Having profiled and identified what we want to optimize, it is best to separate out the slow code into its own module and profile the program again to make sure we have correctly isolated the problem code. Next, we should copy and rename the module we want to Cythonize (i.e., from .pyto .pyx) and create a suitable setup.py file (and possibly a convenience __init__.py file). Again, we should profile, this time to see if Cython is able to produce the expected 2 × speedup. Now we can go through repeated cycles of Cythonizing the code and profiling it: declaring types, using memory views, and replacing the bodies of slow methods with calls to Cythonized functions. After each optimization cycle, we can roll back useless changes and keep those that improve performance, until we achieve the level of performance we need or run out of optimizations to try.

Donald Knuth said, “We should forget about small efficiencies, say about 97% of the time: premature optimization is the root of all evil” (“Structured Programming with go to Statements”, ACM Journal Computing Surveys Vol.6, No 4, December 1974, p.268). Furthermore, no amount of optimization will overcome the use of the wrong algorithm. But, if we have used the right algorithms, and profiling has revealed bottlenecks, ctypes and Cython are good examples of tools that can speed up CPU-bound processing.
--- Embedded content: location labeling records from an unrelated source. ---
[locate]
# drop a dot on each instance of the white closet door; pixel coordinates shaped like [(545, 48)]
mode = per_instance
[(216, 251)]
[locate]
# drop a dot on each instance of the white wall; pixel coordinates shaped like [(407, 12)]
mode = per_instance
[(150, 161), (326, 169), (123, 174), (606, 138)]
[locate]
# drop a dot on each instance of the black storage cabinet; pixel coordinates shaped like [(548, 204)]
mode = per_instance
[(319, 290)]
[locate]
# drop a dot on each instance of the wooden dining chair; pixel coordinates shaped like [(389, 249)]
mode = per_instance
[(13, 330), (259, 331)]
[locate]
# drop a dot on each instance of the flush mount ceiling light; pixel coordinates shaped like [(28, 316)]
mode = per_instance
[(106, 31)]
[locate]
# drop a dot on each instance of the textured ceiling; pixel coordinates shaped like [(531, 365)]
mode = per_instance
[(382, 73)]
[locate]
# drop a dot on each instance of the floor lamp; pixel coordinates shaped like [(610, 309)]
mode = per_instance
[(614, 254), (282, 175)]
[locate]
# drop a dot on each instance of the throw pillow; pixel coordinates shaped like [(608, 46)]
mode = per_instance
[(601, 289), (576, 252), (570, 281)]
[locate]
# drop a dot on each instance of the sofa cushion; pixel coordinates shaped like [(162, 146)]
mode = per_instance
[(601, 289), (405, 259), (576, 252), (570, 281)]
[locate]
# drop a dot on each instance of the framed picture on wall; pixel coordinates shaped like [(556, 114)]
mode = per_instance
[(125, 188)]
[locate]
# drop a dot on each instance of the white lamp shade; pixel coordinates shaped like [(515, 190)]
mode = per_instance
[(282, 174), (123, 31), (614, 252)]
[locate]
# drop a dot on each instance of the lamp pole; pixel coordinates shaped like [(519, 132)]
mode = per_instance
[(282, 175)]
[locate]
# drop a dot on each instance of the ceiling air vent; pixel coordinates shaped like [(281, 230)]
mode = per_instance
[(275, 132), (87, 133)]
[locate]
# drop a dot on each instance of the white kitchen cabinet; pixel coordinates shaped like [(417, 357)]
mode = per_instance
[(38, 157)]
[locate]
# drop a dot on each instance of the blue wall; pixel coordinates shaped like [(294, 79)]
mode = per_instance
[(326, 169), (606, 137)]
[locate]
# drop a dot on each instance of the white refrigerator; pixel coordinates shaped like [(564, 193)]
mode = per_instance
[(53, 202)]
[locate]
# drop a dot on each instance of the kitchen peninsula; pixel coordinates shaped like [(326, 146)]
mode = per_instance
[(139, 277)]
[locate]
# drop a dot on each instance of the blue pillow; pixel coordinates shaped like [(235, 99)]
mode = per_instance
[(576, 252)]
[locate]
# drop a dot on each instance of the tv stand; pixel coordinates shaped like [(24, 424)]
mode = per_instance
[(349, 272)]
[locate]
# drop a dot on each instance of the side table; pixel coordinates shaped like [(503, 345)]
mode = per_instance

Accessing functionality in libraries that use the C calling convention via ctypes or Cython allows us to write high-level Python programs that make use of fast, low-level code. Furthermore, we can write our own C or C++ code and access it using ctypes, Cython, or directly with the Python C interface. If we want to improve CPU-bound performance, using concurrency will, at best, give us speedups proportional to the number of cores. But using fast compiled C may produce 100 × speedups compared with pure Python. Cython gives us the best of both Python and C: Python’s convenience and syntax with C’s speed and access to C libraries.